Un Site patrimonial remarquable ne vaut ainsi que par son plan de gestion, régissant chacune de ses parcelles (voir ici). Un indice du degrés de protection retenu tient au type de plan adopté, Plan de Valorisation de l’Architecture et du Patrimoine (PVAP) ou Plan de Sauvegarde et de Mise en Valeur (PSMV). Le premier ne protège que l’enveloppe des bâtiments et est à la main des communes, tandis que le second protège le bâti en profondeur (y compris ses intérieurs si nécessaire) et peut être imposé par l’Etat. Mais, au-delà du type de plan de gestion, seules ses prévisions importent en réalité. Celles-ci déterminent quels immeubles peuvent être détruits ou modifiés et ceux dont la conservation est obligatoire.

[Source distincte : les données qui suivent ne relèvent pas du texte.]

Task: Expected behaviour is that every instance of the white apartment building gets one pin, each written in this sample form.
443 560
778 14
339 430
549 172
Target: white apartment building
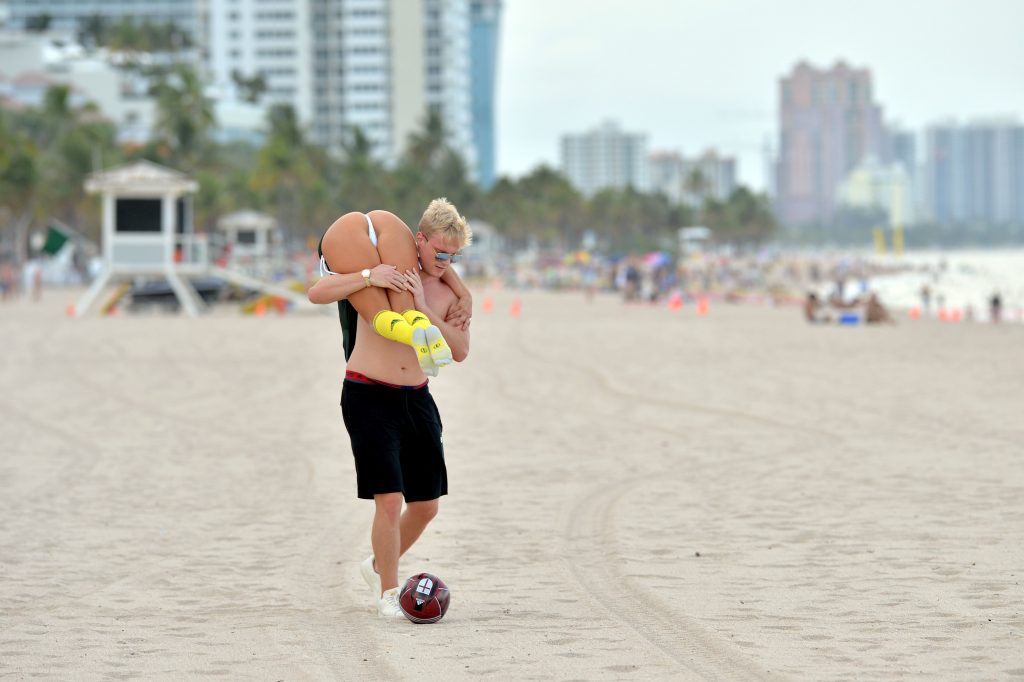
450 87
690 180
268 37
605 158
376 65
31 62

Rue Charles Longuet (avec plan et photo gabarit rouge)
Rue Charles Longuet, 2e tranche (1935-1939), dispositions du PLU en cours de modification. A gauche, bâtiment destiné à être surélevé (passant de R+2 à R+4) et modifié en façade ; à droite, immeubles destinés à être détruits et reconstruits (passant de R+2 à R+4). Les jardinets sur rue seront supprimés afin, notamment, d’accroitre les stationnements. Voir ici.

Il ne suffit donc pas d’annoncer le classement au titre des Sites patrimoniaux remarquables de la Butte Rouge pour régler son devenir patrimonial. Les interrogations sur son régime sont d’autant plus légitime que la modification du Plan local d’urbanisme (PLU) applicable à la Butte Rouge, conçue avec l’appui de la DRAC, dont nous avons montré le caractère destructeur, a été approuvée par le préfet des Hauts-de-Seine, représentant de l’Etat (voir ici). Les principes mis en œuvre par le plan de gestion du Site patrimonial remarquable - qui s’imposera au PLU – seront-ils tout autres ? Un discours tenu au ministère, selon lequel « l’enjeu n’est pas la protection de chaque bâtiment inclus dans le périmètre, mais celui d’un ensemble architectural et urbanistique » (voir ici), renforce ces interrogations. D’où nos demandes de précisions adressées à Mme la ministre de la Culture (voir lettre ci-dessous).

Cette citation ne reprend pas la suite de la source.